Do you think in a few years we could see a policy for personalization—where a guest sets their preferences at the beginning of the booking journey?
Lucas says he hopes so. He emphasizes transparency and openness. What he dislikes is when someone interacts with him using tools or information they do not disclose. If a store is using a system to personalize his experience, he wants to know. Maybe having a policy like accepting cookies online is the way forward, where guests can choose a fully personalized experience or one that is totally neutral. This would give people the power to decide how much personalization they want—and help the industry build trust.
About the EHL Open Innovation Summit 2025
This interview was recorded during the EHL Open Innovation Summit in Lausanne, where Hospitality Net joined as official media partner.
The event brought together a global mix of thinkers and doers to explore the future of hospitality, food, and travel through open innovation.
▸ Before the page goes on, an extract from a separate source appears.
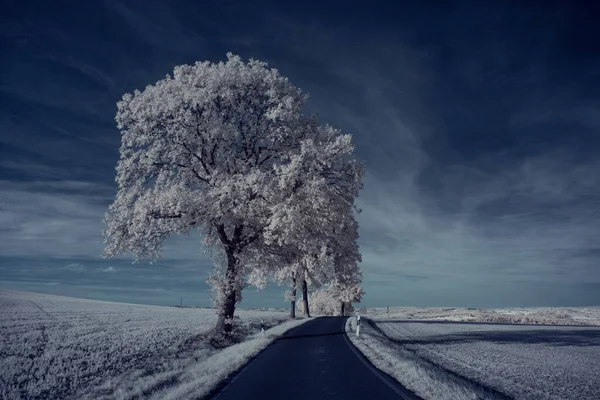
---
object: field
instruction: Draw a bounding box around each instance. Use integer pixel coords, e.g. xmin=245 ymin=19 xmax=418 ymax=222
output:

What made it special was the mix of ideas, formats, and people. It was not only about tech or talks. It was also about people showing up, working together, and sharing energy in real time.
Key Figures
- 385 participants
- 48 speakers and contributors from more than 20 countries
- 7 innovation challenges collectively addressed
- 45 sessions
- 25 student volunteers
- 15 F&B startups letting us taste the future
- 1.5 days of connection, learning, and co-creation
Key Insights from the Summit
- A new benchmark for hospitality innovation
The summit set a new standard by weaving together AI, sustainability, regeneration, and human connection – showing that innovation in hospitality, luxury and food must be holistic, human-centric, and purpose-driven. Participants repeatedly highlighted the need to go beyond efficiency and into meaningful transformation. - From knowledge exchange to real-time co-creation
More than just a series of talks, the summit was an activation space – a living lab where diverse minds worked together on pressing challenges, from regenerative tourism to circular luxury to AI in guest experience. It was a showcase of collective intelligence in motion. - Collaboration as the engine of systems change
Open Innovation came alive not as a buzzword, but as a relational practice. From panelists to students, from global explorers to startup founders, everyone was invited to co-create, connect dots, and contribute. Participants repeatedly said they experienced true collaboration across boundaries, industry, sector, age, and background. - The power of presence: hearts, minds, and hands
Whether walking in the forest, painting together, or debating future systems, attendees embraced the idea that innovation isn’t only about tech and metrics – it’s also about embodied experience, slowing down to speed up, and nurturing a regenerative mindset. - The future is “AND” – not “either/or”
A recurring takeaway: we must stop choosing between extremes. The future is tech AND human, healthy AND delicious, profitable AND impactful. This “integration mindset” is already informing how leaders, startups, and educators present are reshaping their strategies. - The beginning of a long-term movement
Attendees described the summit as the start of something much bigger – a platform for experimentation, learning, and alliance-building. The EHL Innovation Hub was recognized not only as an academic powerhouse, but as a true catalyst for regenerative innovation across hospitality, service, food, and travel.